Here are a few reasons why I think Los Angeles deserves the honor of "most complicated":

* Decentralization. Los Angeles is a sprawling monstrosity of freeways. It's decentralized in every way. There is no one Los Angeles; there are many L.A.'s. There is not a "downtown" from which everything emanates. Other big cities are physically compact. Consider New York. It's easy to get around in New York. You can take the subway around Manhattan with no problem, the streets are straight and sequential, the tourist sights are concentrated, all the important companies are in one place, the five boroughs are well-defined, etc. San Francisco is the same way. NY and SF are dense in both geography and identity. Does the "metaphysical" mirror the physical?

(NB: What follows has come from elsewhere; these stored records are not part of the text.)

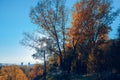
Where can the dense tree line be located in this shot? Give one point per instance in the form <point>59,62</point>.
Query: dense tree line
<point>82,48</point>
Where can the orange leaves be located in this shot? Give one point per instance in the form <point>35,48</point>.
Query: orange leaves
<point>12,73</point>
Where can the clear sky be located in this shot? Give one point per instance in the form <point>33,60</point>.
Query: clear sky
<point>14,20</point>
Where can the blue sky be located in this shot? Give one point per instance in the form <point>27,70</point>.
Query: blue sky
<point>14,20</point>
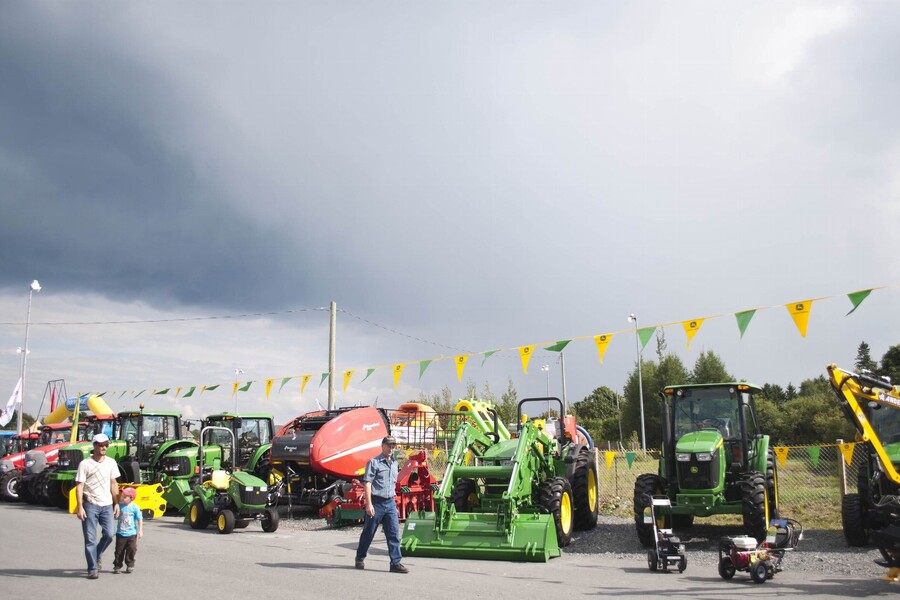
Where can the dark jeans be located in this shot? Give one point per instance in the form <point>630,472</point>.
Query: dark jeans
<point>126,548</point>
<point>97,515</point>
<point>386,516</point>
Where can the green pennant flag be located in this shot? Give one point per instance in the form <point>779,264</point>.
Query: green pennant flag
<point>856,298</point>
<point>743,319</point>
<point>813,452</point>
<point>487,354</point>
<point>424,364</point>
<point>645,334</point>
<point>558,346</point>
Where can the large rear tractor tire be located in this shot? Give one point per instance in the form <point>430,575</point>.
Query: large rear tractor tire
<point>464,495</point>
<point>772,483</point>
<point>225,522</point>
<point>647,485</point>
<point>586,491</point>
<point>555,496</point>
<point>9,486</point>
<point>855,520</point>
<point>755,505</point>
<point>270,520</point>
<point>197,515</point>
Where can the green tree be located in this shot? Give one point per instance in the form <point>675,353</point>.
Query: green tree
<point>890,364</point>
<point>709,368</point>
<point>864,360</point>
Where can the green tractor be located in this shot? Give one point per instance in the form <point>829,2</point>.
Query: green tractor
<point>510,499</point>
<point>140,440</point>
<point>714,461</point>
<point>249,434</point>
<point>232,499</point>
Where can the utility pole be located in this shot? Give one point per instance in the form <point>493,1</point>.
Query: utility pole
<point>331,349</point>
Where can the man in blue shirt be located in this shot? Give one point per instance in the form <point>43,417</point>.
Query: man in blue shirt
<point>380,480</point>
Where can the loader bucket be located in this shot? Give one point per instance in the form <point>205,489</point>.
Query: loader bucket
<point>531,537</point>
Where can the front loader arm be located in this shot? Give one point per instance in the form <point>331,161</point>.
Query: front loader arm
<point>853,390</point>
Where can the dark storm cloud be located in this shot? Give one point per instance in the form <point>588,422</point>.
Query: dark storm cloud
<point>96,196</point>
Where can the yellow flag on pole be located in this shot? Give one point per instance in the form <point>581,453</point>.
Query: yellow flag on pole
<point>800,313</point>
<point>691,328</point>
<point>525,353</point>
<point>602,342</point>
<point>398,370</point>
<point>461,365</point>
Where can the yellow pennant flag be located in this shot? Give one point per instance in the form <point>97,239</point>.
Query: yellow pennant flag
<point>461,365</point>
<point>347,376</point>
<point>781,453</point>
<point>398,370</point>
<point>691,328</point>
<point>800,313</point>
<point>525,352</point>
<point>847,451</point>
<point>602,342</point>
<point>610,456</point>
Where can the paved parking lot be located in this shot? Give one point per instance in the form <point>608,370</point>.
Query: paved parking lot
<point>43,557</point>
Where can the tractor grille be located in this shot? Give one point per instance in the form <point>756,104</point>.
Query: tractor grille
<point>253,496</point>
<point>699,475</point>
<point>69,459</point>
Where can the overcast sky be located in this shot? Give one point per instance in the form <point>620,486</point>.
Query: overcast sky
<point>458,176</point>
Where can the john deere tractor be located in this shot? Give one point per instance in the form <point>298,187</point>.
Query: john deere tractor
<point>231,498</point>
<point>873,406</point>
<point>510,499</point>
<point>714,461</point>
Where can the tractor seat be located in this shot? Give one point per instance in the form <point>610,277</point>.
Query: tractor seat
<point>220,479</point>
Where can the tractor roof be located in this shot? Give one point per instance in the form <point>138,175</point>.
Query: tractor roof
<point>751,387</point>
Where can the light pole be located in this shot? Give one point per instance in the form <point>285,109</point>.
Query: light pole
<point>35,287</point>
<point>632,318</point>
<point>546,369</point>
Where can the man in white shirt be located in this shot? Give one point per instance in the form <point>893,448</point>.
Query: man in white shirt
<point>97,494</point>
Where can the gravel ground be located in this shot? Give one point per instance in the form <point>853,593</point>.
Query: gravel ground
<point>820,551</point>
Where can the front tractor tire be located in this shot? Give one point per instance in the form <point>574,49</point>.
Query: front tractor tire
<point>555,496</point>
<point>645,486</point>
<point>755,505</point>
<point>585,490</point>
<point>855,521</point>
<point>197,515</point>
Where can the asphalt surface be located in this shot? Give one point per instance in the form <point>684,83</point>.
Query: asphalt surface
<point>43,556</point>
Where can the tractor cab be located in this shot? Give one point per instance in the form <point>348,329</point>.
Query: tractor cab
<point>250,432</point>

* The scope and scale of the region's economic activity. The 22-million-strong Southern California basin means moviemaking and entertainment are just a piece of the economic activity. There are more manufacturing jobs in Los Angeles county, for example, than in the entire state of Michigan. The L.A./Long Beach ports comprise the fifth busiest in the world and the most important in the western hemisphere. Imports from China arrive first in Los Angeles. Understanding the economics of Hollywood does not mean you understand the economics of L.A.

* Los Angeles is the most ethnically diverse place in the world. It is "the most diverse human habitation in human history," says Robert Putnam. Many people forget this, since L.A.'s diversity is not as integrated as New York's or London's. You cannot walk around a Times Square equivalent and feel like you're in a melting pot. You have to work at it. But this doesn't mean immigrants are non-existent; quite the contrary. All these different people, all the different ways of thinking, the hundreds of different languages spoken: it complicates things, as the movie Crash depicts. (This is why, by the way, many foodies call Los Angeles the best ethnic food city in the world. Cultural omnivore Tyler Cowen calls L.A. his favorite American city.)

* The rich/poor contrasts; economic diversity. The Economist once called West Los Angeles the glitziest concentration of wealth on the planet. Then there's Southeast L.A., right around the corner. There's Skid Row. Then there's Beverly Hills. Even the Bronx/Manhattan or Hunter's Point/Pacific Heights contrasts don't rival what exists in Los Angeles.

* There is not one unifying civic identity. Los Angeles doesn't impose a civic identity on its people like New York or San Francisco. L.A. writers don't identify as an "L.A. writer" like New York writers do. You're more alone in L.A. You're more anonymous. (The positive spin: you can most easily be yourself in Los Angeles.) Los Angeles has some of the lowest levels of trust among its people — ie, neighbors trust each other less. I would guess that civic pride is lower there than in most other places.

In sum, to spend time in Los Angeles is to experience non-stop contrasts and contradictions. In a matter of minutes you can go from an idyllic view of palm trees, shifting effortlessly in the wind like in the movies, to observing a wrapped assortment of Botox-enhanced, intellectually vacuous women coughing on dirty air. You drive on a 10-lane freeway with a Caltech egghead to your left and Britney Spears to your right. It's bizarre, it's insane, it's confusing, it's complicated, it defies attempts to capture its essence. Perhaps it is essence-free.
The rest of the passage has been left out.